Machine readable database of gamma lines Friends of mine did a lab experiment where they recorded $\gamma$-spectra in the range from 0 to 1500 keV with a soil sample. The data contains some background and a couple sharp peaks at different locations. Their task is to find the isotopes contained in that sample.
There are of course thousands of isotopes with tens to hundreds of decay lines each. My suggestion was to take some database of lines and built up the expected spectrum. Then try to match those spectra to the measurement. So if $m(E)$ is the energy and $s_i(E)$ are the spectral functions generated by
$$ s_i(E) = \sum_{j} \sigma(E') \delta(E - E'_{ij}) $$
where $E_{ij}$ are the $j$th spectral line of the $i$th isotope. To match them I suggested to do $$a_i = \frac{\int_0^\infty \mathrm d E \, m(E) s_i(E)}{\int_0^\infty \mathrm d E \, s_i(E)}$$
that would give some measure how well the peaks of the isotope are present in the measurement. In the numerical calculation the $\delta$-peaks are modeled by Lorentz-peaks.
In order to do that they were looking for some machine readable database. They have found this site where you can query for specific energy ranges and get a list of isotopes. That is somewhat interesting, but there are so many lines in every energy range that it does not really help. Also it is not machine readable until you query and parse the whole energy range and store it to a local SQLite database or so. Then they also found another site where you can download plain text files. However they turned out to contain only some isotopes. Some of the lines of the first site are not contained on the second which is a problem.
This is what the best fitting generated spectra and the data looks like at some energy:
http://chaos.stw-bonn.de/users/mu/uploads/2015-11-28/isotopes.png
Is there some machine readable database of $\gamma$-decay lines such that they can programatically check for the best matching lines?
 A: Answering the Question as Asked
The raw data is available from a unreasonable and unmanageable slew of papers published in endless venues over the last upteen decades. Ouch.
The processed data is available in the form of ENDFs (evaluated nuclear data files) maintained by several agencies (i.e. these is a Japanese adgency that maintains the JENDFs), but even those require much processing of many files to extract a simple set of results. This is still a pain, but nothing like the nightmare of going after the raw data.1
You can also get the old style bound-books table-of-the-isotopes and vgrep the decay lines from there. This is even more painful than it sounds. 
General advice.
Looking at your data and your fit, two big things jump out at me.


*

*You are trying too hard too soon. Start by only getting a good fit to the most prominent peaks.

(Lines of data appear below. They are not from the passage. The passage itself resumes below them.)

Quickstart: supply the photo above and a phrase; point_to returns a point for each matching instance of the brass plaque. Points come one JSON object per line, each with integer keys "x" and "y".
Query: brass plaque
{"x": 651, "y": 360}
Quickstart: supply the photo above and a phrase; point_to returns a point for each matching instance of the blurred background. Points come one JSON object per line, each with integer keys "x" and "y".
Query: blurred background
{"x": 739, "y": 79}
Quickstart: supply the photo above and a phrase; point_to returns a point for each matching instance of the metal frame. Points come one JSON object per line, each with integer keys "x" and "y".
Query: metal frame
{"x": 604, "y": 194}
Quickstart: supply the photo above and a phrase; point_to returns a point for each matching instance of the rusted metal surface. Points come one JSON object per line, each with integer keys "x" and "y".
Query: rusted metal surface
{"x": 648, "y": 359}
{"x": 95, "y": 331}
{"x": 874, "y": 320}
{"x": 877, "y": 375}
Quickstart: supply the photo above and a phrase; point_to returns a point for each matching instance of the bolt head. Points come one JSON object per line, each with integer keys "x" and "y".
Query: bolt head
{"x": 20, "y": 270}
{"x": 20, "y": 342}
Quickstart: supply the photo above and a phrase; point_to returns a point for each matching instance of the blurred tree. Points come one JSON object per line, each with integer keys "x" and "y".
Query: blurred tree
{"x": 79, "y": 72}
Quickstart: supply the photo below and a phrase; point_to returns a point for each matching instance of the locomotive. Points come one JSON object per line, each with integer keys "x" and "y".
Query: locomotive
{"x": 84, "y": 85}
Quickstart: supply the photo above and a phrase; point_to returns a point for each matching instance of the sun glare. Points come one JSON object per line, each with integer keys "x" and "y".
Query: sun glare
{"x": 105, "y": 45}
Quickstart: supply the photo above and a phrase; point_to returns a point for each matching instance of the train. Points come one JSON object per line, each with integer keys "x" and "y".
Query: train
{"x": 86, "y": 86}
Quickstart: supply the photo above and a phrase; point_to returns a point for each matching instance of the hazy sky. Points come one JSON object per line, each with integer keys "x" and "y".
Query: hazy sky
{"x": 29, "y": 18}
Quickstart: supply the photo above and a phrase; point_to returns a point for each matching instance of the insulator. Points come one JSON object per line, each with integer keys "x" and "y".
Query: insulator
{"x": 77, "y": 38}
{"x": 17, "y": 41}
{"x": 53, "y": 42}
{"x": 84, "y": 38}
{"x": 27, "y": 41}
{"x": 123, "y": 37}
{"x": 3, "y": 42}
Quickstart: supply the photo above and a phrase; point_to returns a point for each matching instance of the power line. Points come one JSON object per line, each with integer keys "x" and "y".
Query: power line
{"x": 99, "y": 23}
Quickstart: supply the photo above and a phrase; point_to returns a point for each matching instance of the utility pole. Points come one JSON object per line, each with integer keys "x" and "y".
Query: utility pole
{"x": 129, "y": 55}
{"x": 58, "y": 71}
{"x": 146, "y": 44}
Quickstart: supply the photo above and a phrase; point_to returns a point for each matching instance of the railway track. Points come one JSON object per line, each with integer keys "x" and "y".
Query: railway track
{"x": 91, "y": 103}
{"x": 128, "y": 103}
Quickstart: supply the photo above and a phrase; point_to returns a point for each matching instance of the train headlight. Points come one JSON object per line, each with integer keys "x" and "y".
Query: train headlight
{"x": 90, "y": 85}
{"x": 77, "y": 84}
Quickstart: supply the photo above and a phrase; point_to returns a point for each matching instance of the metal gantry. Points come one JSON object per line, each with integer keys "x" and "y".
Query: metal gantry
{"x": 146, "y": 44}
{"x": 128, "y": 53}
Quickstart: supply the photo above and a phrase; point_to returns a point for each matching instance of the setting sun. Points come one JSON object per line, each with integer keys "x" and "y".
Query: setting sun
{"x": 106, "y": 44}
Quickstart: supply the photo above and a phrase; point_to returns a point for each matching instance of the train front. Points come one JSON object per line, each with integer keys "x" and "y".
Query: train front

*You may very well have a energy calibration issue. You should be able to guess from the nature of the sample and the construction of the detector what you biggest expected peaks should be, and if they won't fit you may need to re-do the energy calibration.2 
Overall Approach
In your places I would 


*

*Generate a SQL file from http://nucleardata.nuclear.lu.se/toi/radSearch.asp

*Develop a query that selects results only from isotopes with some minimum product of $(\text{expected abundance} * \text{expected activity})$ in the materials of your apparatus and sample.3 

*First match only the most prominent lines in you spectra and use those to calibrate the energy scale of your detector (a difficult step with, say, a germanium detector when trying to high precision work).

*Sort through the resulting mess by hand to select the most likely seeming candidates to match your spectra. Adjust the threshold down if you have too many hits and up if too few.

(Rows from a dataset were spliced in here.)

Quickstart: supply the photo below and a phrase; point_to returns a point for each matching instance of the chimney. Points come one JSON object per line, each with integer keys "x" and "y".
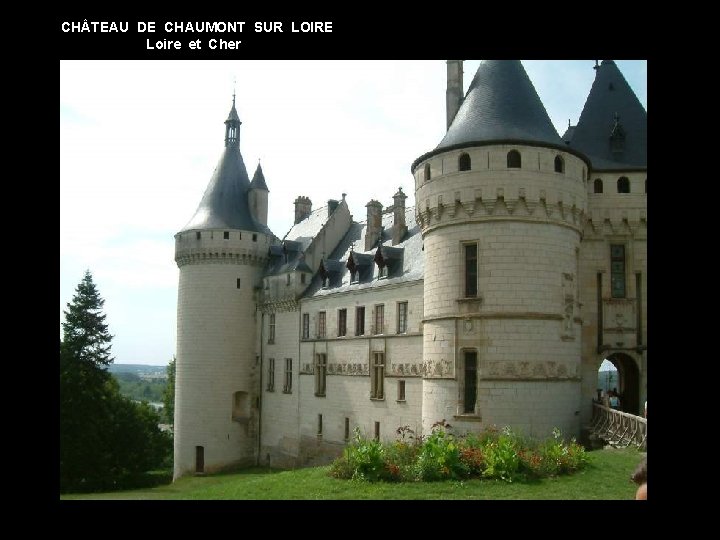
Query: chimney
{"x": 303, "y": 207}
{"x": 454, "y": 92}
{"x": 374, "y": 224}
{"x": 399, "y": 227}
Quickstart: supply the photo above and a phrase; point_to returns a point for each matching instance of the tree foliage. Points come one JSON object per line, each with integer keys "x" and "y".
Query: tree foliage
{"x": 169, "y": 394}
{"x": 106, "y": 440}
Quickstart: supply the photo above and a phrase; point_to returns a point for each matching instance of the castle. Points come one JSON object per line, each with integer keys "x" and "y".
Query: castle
{"x": 492, "y": 301}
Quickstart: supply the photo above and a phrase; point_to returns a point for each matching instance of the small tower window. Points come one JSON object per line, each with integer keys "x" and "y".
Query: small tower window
{"x": 623, "y": 184}
{"x": 464, "y": 162}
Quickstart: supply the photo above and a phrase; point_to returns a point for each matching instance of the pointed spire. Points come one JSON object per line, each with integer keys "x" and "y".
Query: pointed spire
{"x": 501, "y": 105}
{"x": 224, "y": 204}
{"x": 258, "y": 181}
{"x": 612, "y": 129}
{"x": 232, "y": 127}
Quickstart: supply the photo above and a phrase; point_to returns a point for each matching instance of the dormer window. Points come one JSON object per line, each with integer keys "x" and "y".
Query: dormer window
{"x": 381, "y": 263}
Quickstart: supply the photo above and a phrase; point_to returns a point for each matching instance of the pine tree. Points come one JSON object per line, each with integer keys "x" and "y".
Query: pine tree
{"x": 85, "y": 334}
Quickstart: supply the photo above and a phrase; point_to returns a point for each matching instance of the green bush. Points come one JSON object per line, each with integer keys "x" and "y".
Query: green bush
{"x": 491, "y": 454}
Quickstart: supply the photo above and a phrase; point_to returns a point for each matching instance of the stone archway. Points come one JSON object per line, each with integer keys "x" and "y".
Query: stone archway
{"x": 629, "y": 382}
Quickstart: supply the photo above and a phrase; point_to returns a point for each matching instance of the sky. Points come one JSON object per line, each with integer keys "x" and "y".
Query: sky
{"x": 139, "y": 141}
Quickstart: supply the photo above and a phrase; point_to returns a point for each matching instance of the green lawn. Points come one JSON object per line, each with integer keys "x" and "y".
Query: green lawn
{"x": 607, "y": 477}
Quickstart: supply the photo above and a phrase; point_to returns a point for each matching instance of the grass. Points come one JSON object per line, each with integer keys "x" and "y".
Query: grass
{"x": 607, "y": 477}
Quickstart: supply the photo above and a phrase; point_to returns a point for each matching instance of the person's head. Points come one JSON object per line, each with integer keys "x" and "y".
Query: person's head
{"x": 639, "y": 476}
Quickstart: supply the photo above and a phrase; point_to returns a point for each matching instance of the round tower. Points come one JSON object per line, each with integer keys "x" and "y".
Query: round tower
{"x": 220, "y": 253}
{"x": 501, "y": 201}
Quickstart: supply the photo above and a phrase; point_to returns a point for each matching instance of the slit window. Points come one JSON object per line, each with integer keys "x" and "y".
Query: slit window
{"x": 514, "y": 159}
{"x": 320, "y": 374}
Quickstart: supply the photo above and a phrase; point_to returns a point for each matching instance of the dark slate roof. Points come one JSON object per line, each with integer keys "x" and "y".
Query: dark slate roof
{"x": 258, "y": 181}
{"x": 286, "y": 257}
{"x": 224, "y": 204}
{"x": 610, "y": 95}
{"x": 405, "y": 260}
{"x": 501, "y": 104}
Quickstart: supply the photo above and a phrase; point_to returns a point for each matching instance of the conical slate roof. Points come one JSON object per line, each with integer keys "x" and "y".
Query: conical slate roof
{"x": 612, "y": 102}
{"x": 258, "y": 181}
{"x": 501, "y": 105}
{"x": 224, "y": 204}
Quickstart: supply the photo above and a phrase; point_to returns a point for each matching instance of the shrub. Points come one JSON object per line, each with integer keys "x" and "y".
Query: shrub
{"x": 492, "y": 454}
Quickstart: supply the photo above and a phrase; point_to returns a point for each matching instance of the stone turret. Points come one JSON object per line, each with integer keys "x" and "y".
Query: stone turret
{"x": 501, "y": 218}
{"x": 220, "y": 253}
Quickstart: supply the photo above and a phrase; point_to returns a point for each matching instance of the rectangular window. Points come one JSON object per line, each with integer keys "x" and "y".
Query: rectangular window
{"x": 271, "y": 332}
{"x": 401, "y": 390}
{"x": 306, "y": 325}
{"x": 271, "y": 375}
{"x": 287, "y": 387}
{"x": 360, "y": 321}
{"x": 321, "y": 324}
{"x": 470, "y": 391}
{"x": 470, "y": 270}
{"x": 402, "y": 317}
{"x": 342, "y": 322}
{"x": 379, "y": 319}
{"x": 617, "y": 270}
{"x": 320, "y": 374}
{"x": 377, "y": 375}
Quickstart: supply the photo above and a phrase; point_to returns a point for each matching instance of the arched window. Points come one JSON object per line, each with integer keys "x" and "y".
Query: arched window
{"x": 623, "y": 185}
{"x": 464, "y": 162}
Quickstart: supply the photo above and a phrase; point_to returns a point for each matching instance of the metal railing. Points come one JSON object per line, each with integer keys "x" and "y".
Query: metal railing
{"x": 618, "y": 428}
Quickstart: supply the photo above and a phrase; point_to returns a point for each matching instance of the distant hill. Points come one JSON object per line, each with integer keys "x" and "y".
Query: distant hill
{"x": 144, "y": 371}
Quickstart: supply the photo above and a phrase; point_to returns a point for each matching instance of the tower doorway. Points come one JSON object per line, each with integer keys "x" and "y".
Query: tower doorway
{"x": 628, "y": 382}
{"x": 199, "y": 459}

*You may want to match most of the range, then deal with trouble spots one at a time.


Finally, it may not be worth trying to get absolutely every last peak properly labeled.

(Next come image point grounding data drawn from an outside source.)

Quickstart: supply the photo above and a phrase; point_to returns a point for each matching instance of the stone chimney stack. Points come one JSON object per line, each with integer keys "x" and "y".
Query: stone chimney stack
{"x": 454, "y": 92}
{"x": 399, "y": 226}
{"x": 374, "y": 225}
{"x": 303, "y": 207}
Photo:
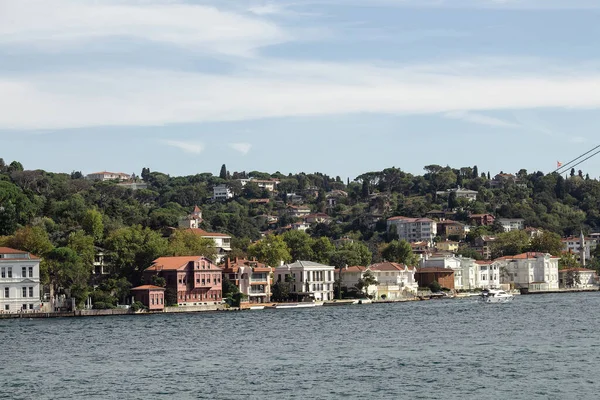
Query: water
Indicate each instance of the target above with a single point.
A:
(537, 347)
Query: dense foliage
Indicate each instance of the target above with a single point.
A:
(65, 218)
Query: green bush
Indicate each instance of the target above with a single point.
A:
(137, 306)
(435, 287)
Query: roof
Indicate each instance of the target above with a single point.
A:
(408, 219)
(389, 266)
(176, 263)
(204, 233)
(303, 264)
(148, 287)
(576, 270)
(524, 256)
(425, 270)
(355, 268)
(8, 250)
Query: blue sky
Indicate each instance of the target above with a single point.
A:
(336, 86)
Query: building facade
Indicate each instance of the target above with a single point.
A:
(19, 281)
(511, 224)
(413, 229)
(533, 271)
(195, 279)
(307, 279)
(151, 296)
(251, 277)
(394, 280)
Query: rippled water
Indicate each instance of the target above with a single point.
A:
(538, 347)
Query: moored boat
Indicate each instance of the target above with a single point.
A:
(496, 296)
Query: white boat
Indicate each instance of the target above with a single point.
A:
(496, 296)
(295, 305)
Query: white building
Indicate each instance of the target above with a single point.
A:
(192, 220)
(308, 279)
(413, 229)
(108, 176)
(461, 193)
(394, 281)
(511, 224)
(452, 262)
(535, 271)
(222, 192)
(19, 281)
(573, 245)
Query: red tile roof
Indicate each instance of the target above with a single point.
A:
(176, 263)
(148, 287)
(8, 250)
(204, 233)
(389, 266)
(524, 256)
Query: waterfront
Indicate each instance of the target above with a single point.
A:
(537, 347)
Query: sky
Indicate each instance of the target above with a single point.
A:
(335, 86)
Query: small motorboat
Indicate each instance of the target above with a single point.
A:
(295, 305)
(496, 296)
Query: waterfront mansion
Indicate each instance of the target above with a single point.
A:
(19, 281)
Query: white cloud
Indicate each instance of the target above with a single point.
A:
(284, 89)
(493, 4)
(480, 119)
(243, 148)
(188, 147)
(54, 24)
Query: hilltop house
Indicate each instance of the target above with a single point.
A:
(511, 224)
(461, 193)
(413, 229)
(195, 279)
(307, 279)
(19, 281)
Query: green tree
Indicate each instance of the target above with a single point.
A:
(510, 243)
(133, 249)
(350, 254)
(270, 250)
(83, 245)
(188, 243)
(547, 242)
(399, 252)
(66, 270)
(322, 249)
(92, 224)
(33, 239)
(300, 245)
(368, 279)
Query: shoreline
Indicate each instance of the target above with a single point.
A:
(193, 310)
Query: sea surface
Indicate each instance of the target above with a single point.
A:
(537, 347)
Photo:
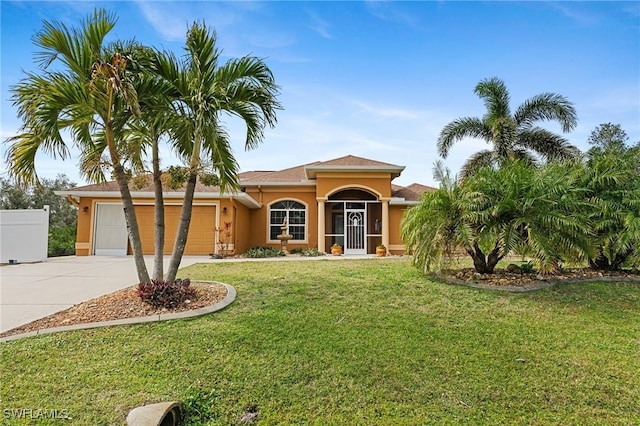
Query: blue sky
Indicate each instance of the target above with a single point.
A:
(376, 79)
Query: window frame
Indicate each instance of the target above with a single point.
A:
(287, 210)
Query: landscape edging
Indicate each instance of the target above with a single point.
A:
(526, 288)
(229, 298)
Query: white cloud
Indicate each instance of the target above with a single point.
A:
(319, 25)
(389, 11)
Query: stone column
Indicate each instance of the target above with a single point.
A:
(385, 223)
(321, 247)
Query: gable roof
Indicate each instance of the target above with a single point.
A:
(411, 193)
(351, 163)
(299, 175)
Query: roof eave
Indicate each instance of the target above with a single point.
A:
(241, 197)
(312, 170)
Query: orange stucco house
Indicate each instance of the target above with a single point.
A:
(348, 200)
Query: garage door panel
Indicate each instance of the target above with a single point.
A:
(110, 231)
(200, 240)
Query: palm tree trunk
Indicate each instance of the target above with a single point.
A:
(132, 224)
(493, 258)
(183, 227)
(158, 267)
(129, 212)
(479, 261)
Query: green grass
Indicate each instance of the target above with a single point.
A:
(351, 342)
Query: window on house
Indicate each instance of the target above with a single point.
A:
(296, 215)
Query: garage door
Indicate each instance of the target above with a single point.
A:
(201, 238)
(110, 234)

1 In one case (only one!) I "checked" the ENDF for a particular capture cross-section by running down and rationalizing the raw data myself. Two and a half work-weeks later my file differed by no more than a couple of percent from the official one over the entire range, and that in the regions where two or more sources disagreed with one another. Never again.
2 I am guessing that you are using a germanium detector here. They have an annoying, almost-but-not-quite linear behavior over large swaths of their energy response.
3 You'll be calculating the abundance*activity product by hand at first. Later it might be worth automating, but don't start that now: it's months of work.